The standard height of a triple-tier locker opening is either 20 inches or 24 inches, with widths up to 15 inches and depths from 12 inches to 21 inches in 3-inch increments.Multiple-tier lockers are available four-, five- and six-tiers high. They work well if your storage needs are limited to purses, lunches and other personal effects. These lockers can accommodate many people in a relatively small area but are very limited in storage capacity.

  1. Locker Accessories

The last thing to consider when purchasing new lockers is locker accessories. Below is a list of accessories you may want to consider.

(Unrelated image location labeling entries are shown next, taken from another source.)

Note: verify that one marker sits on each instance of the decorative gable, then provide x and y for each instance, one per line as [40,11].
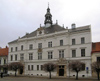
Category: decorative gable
[40,31]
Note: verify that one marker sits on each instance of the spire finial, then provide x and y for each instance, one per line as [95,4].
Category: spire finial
[40,25]
[56,21]
[48,4]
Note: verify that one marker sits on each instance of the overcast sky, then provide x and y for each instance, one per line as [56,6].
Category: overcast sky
[18,17]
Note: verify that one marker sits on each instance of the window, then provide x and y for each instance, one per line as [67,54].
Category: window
[39,45]
[0,61]
[73,53]
[16,49]
[50,44]
[39,56]
[4,61]
[11,49]
[11,57]
[98,59]
[30,56]
[28,67]
[41,67]
[15,57]
[32,67]
[82,40]
[61,54]
[22,47]
[73,41]
[31,46]
[83,66]
[37,67]
[21,57]
[82,52]
[50,55]
[61,42]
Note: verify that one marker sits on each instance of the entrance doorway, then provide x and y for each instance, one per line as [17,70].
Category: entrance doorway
[61,72]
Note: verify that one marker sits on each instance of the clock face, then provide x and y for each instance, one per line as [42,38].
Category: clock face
[40,32]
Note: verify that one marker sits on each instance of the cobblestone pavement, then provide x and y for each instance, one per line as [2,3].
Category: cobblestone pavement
[43,79]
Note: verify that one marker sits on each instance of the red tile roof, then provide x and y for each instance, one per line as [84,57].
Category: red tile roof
[4,51]
[95,47]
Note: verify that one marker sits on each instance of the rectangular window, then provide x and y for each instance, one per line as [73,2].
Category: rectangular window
[11,57]
[22,47]
[98,59]
[39,56]
[50,44]
[32,67]
[41,67]
[50,55]
[61,42]
[11,49]
[31,46]
[16,49]
[30,56]
[39,45]
[21,57]
[83,66]
[61,54]
[73,53]
[82,40]
[82,52]
[37,67]
[15,57]
[4,61]
[28,67]
[73,41]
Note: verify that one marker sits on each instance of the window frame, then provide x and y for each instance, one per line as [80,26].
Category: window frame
[50,55]
[50,44]
[61,42]
[82,40]
[82,52]
[61,53]
[73,42]
[39,55]
[30,56]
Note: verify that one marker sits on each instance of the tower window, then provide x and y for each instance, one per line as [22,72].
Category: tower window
[61,42]
[82,52]
[73,41]
[50,44]
[82,40]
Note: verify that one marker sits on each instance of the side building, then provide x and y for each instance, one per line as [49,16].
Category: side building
[3,59]
[52,43]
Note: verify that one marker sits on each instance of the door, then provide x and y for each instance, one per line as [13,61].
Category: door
[61,72]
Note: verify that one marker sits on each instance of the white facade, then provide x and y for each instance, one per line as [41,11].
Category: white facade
[58,51]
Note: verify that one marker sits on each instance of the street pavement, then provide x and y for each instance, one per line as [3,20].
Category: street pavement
[19,78]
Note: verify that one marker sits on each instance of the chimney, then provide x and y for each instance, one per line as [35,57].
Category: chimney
[73,26]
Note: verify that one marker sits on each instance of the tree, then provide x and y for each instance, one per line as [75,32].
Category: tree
[96,68]
[49,67]
[76,66]
[15,66]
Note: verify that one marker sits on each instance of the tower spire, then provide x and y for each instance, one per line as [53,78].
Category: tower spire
[48,18]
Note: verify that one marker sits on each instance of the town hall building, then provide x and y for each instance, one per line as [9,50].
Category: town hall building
[52,43]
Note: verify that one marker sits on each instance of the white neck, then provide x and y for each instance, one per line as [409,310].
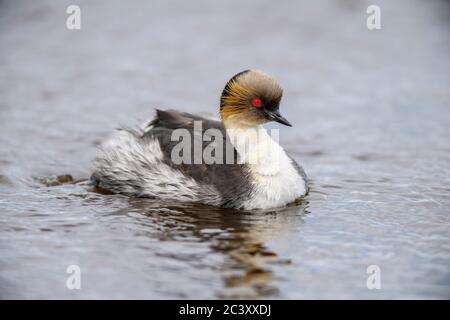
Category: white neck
[257,148]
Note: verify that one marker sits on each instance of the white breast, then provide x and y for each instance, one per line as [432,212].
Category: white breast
[275,179]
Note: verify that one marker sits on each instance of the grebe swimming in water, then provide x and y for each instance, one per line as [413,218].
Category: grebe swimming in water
[140,163]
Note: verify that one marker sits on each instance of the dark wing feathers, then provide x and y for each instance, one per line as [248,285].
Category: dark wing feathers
[230,180]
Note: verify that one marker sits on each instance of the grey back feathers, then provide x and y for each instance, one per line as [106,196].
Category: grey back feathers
[139,164]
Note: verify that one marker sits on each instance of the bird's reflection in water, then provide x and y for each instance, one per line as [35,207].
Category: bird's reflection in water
[237,235]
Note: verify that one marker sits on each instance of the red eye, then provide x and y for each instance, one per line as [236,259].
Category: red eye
[256,102]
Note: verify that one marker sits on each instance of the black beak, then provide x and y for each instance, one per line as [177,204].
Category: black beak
[277,117]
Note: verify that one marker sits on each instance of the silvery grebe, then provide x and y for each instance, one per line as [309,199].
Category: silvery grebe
[260,176]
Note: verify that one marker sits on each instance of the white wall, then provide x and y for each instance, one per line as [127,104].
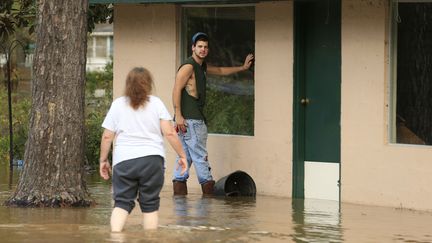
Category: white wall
[374,171]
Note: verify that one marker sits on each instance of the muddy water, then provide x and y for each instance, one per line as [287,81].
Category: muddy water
[197,219]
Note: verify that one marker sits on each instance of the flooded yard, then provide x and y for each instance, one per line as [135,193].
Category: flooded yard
[197,219]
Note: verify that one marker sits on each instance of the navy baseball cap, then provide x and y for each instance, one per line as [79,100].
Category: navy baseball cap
[199,35]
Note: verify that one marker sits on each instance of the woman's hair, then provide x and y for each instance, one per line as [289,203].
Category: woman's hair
[139,83]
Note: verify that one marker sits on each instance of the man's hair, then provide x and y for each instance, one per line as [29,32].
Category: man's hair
[139,84]
[199,36]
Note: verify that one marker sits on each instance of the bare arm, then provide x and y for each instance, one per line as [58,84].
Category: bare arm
[182,77]
[231,70]
[106,141]
[171,135]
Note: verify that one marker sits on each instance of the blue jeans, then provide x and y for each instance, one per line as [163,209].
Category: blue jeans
[194,142]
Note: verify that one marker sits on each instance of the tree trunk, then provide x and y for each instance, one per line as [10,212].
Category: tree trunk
[53,174]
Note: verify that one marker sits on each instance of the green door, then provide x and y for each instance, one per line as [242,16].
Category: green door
[317,71]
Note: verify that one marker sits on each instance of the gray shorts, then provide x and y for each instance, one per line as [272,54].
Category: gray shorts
[141,177]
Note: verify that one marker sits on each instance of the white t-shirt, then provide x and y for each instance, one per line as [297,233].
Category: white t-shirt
[138,132]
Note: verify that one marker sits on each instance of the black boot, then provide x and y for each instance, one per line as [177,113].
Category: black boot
[208,188]
[180,188]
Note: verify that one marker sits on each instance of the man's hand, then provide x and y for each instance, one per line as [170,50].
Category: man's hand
[104,169]
[248,61]
[180,123]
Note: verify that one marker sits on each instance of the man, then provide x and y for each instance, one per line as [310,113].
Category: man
[189,96]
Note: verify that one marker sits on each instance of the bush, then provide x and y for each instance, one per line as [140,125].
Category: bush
[95,110]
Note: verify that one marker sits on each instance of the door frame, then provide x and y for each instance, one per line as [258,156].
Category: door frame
[298,174]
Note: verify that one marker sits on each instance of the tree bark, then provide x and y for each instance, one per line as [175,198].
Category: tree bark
[53,174]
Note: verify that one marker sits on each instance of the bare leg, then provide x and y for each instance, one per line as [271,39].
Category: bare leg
[150,220]
[118,219]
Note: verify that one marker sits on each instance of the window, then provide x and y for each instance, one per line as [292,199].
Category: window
[231,30]
[411,75]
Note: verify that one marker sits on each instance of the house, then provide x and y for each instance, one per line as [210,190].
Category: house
[99,47]
[340,97]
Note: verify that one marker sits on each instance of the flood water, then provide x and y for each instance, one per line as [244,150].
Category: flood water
[197,219]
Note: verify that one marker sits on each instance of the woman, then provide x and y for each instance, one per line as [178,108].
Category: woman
[137,120]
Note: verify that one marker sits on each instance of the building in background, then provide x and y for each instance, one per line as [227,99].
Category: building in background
[100,47]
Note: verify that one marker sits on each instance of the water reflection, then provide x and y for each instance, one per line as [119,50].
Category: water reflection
[316,220]
[201,219]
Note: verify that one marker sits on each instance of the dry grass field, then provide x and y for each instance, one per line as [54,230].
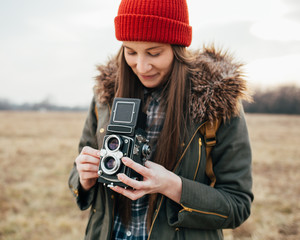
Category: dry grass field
[36,155]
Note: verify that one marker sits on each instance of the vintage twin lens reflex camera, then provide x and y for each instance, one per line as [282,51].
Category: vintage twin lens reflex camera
[125,137]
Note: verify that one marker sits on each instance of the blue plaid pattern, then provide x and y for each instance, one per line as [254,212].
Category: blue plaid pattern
[137,230]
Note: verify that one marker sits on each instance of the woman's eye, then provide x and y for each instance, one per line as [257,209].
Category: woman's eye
[153,54]
[131,53]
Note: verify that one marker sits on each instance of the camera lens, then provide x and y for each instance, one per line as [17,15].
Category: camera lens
[146,150]
[110,163]
[113,143]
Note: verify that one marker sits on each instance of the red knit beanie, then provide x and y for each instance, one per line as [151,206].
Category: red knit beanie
[165,21]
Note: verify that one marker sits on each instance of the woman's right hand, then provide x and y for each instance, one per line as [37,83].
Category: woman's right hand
[87,164]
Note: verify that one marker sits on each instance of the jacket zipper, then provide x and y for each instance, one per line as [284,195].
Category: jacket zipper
[156,214]
[177,164]
[198,164]
[203,212]
[113,216]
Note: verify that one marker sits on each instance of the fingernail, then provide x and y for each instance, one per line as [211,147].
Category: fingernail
[120,176]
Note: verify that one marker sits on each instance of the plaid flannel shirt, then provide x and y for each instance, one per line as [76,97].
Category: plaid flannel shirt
[137,230]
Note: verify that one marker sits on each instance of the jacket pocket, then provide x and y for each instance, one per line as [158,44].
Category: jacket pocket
[94,224]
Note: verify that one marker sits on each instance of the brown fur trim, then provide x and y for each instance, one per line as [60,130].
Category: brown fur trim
[104,88]
[218,85]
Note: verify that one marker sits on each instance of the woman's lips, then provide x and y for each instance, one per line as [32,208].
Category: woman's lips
[148,76]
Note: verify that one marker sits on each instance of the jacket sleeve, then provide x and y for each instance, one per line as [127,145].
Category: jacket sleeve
[88,138]
[227,205]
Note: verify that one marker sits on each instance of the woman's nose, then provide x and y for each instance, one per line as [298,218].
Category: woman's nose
[143,65]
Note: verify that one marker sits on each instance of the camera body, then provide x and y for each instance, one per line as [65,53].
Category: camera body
[125,137]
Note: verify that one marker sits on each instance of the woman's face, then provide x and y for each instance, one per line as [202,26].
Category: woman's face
[150,61]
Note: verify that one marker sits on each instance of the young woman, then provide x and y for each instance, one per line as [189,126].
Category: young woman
[180,92]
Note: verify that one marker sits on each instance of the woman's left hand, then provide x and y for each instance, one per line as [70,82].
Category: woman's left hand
[157,179]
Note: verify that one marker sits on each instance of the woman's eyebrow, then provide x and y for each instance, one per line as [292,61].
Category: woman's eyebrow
[145,49]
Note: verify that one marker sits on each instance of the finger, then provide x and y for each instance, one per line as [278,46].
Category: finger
[90,151]
[88,175]
[130,193]
[130,181]
[135,166]
[88,168]
[84,159]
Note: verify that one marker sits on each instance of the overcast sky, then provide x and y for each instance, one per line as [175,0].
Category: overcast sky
[50,49]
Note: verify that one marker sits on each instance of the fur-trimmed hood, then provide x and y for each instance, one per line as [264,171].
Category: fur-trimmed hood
[218,85]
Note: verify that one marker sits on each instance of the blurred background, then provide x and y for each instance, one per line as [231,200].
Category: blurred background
[49,51]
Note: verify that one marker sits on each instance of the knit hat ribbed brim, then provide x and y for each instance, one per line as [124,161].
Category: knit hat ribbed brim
[164,21]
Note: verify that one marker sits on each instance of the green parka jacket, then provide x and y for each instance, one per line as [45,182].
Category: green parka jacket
[203,210]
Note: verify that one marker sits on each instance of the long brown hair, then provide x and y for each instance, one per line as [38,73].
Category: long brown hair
[176,93]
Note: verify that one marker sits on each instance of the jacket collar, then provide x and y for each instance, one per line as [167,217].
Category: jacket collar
[218,85]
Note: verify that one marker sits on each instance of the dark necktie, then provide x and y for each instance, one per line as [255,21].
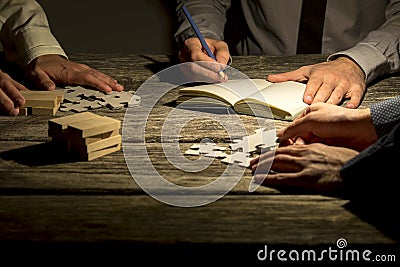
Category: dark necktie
[311,27]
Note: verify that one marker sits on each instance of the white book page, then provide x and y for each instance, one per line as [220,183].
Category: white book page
[287,96]
[231,91]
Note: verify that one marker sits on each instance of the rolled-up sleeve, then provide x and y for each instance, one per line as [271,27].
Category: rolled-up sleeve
[25,32]
[378,53]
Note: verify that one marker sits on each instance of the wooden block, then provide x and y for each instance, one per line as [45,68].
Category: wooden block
[98,153]
[93,127]
[99,145]
[57,126]
[45,111]
[91,139]
[24,111]
[41,99]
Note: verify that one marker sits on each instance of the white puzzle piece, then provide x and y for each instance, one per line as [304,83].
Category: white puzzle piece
[79,99]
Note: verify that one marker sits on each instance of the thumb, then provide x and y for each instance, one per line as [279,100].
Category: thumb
[43,81]
[296,75]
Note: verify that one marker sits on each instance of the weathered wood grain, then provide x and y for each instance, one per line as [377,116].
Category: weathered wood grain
[47,197]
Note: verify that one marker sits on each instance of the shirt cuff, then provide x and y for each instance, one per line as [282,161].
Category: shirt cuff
[368,58]
[35,42]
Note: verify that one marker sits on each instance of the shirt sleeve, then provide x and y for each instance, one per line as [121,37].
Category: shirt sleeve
[25,32]
[209,16]
[385,115]
[373,173]
[378,53]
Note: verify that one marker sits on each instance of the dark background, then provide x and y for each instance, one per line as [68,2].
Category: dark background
[124,26]
[114,26]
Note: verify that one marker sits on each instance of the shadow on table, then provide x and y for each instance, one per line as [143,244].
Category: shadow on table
[157,66]
[381,214]
[39,155]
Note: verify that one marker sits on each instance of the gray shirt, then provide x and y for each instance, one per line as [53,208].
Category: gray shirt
[367,31]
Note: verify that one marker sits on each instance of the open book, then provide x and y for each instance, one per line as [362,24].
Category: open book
[256,97]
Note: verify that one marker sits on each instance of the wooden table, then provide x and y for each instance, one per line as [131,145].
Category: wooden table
[47,202]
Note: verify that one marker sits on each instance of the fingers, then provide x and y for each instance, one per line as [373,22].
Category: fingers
[299,75]
[48,70]
[98,80]
[42,80]
[222,53]
[357,93]
[10,96]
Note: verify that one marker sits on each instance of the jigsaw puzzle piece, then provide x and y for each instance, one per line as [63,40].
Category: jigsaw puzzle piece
[243,159]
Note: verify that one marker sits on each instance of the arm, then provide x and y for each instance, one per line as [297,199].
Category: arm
[27,40]
[381,46]
[373,174]
[25,32]
[210,17]
[346,73]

  • Legs — Lockers can be purchased with or without legs. Without legs, they sit flush on the floor. With legs, there’s open space between the locker and the floor. Keep in mind that if you purchase lockers with legs, the handle height and locker opening will go up by approximately six inches. This is important if your lockers will be used by young people.
  • Slope top panel — Lockers typically come with a flat top, which allows dust to accumulate and can be difficult for the maintenance crew to clean. The slope top panel facilitates much faster and easier cleaning.
  • Front and side bases — If you purchase lockers with legs, you might want to consider front and side base accessories. These panels enclose the space between the legs of the lockers on the front and side (at the end of a row of lockers). This prevents interesting stuff from accumulating underneath the lockers during the school day.
  • Handles come next — There are three main types of locker handles recessed handles, door pull handles, and lift handles. All three can be padlocked by the user and each one has its own unique benefit. Recessed handles are good for security in areas where vandalism is a problem. This handle leaves nothing for a vandal to kick off, thereby securing the contents of the locker. The door pull handle is a friction catch handle which is very standard and provides an easy way to attach a padlock. The lift handle provides the quickest access to contents of the three.